New methods help to improve attachment of an implant to bone
Replacement of prostheses is unpleasant to the patient and expensive to society. Replacement of failed hip prostheses gives rise to an expenditure of about 10 million euros yearly in Finland. A usual reason for the need to change a prosthesis is its becoming detached from bone. A recent doctoral dissertation at Aalto University has come across several methods with which the adhesion of implants to bone can be improved.
'The osseointegration of an implant is often problematic because soft tissue, not the bone tissue directly, surrounds the implant. This kind of solution can never be permanent: when the implant is subjected to stress, rapid bone loss ensues, after which the attachment of the implant will fail,' Emilia Kaivosoja, the doctoral candidate, tells.
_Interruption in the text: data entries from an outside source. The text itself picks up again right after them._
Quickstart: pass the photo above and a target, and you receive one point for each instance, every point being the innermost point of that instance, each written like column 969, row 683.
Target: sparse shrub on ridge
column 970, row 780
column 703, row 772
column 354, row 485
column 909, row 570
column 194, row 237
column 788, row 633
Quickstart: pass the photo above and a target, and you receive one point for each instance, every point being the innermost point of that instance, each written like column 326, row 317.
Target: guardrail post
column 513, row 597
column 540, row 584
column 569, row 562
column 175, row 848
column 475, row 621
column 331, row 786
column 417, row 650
Cells can be affected by substances, physical forces and hormones
For implant integration, it is important that cells adhere to the surface of the implant as this promotes bone formation or differentiation of progenitor stem cells to bone cells. The research found that when the surface of the silicon used in implants was patterned with various materials (diamond-like carbon, chromium, tantalum, or titanium) its biocompatibility with bone cells and stem cells was improved.
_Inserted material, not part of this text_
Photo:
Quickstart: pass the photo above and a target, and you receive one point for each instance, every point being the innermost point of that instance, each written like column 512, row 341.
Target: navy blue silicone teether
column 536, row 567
The research also dealt with three-dimensional surfaces intended to support three-dimensional growth of the cells and activation of the cytoskeleton, which have been found to promote bone formation (osteogenesis) in earlier research. Now it was found that activation of the cytoskeleton alone is not sufficient for osteogenesis.
In addition to being affected by substances, cells can be affected by physical forces and hormones. The research showed that pulsed electromagnetic fields improve cell survival. It was found that also dehydroepiandrosterone, a sex steroid prohormone, promotes osteogenesis. By combining these two treatments into a two-stage therapy, it may be possible to help patients who suffer from illnesses such as osteoporosis that can negatively affect the adhesion of an implant.
Implant integration and its lifetime are also affected by their contact with normal microbes and pathogens. In the dissertation, it was pointed out that with time-of-flight secondary ion mass spectrometry (ToF-SIMS) bacteria on the surface of implant material can be detected.
Emilia Kaivosoja's dissertation defence takes place in Aalto University School of Electrical Engineering on Friday 15 March 2013 at 12 noon. The title of the thesis is "Improvement of osseointegration".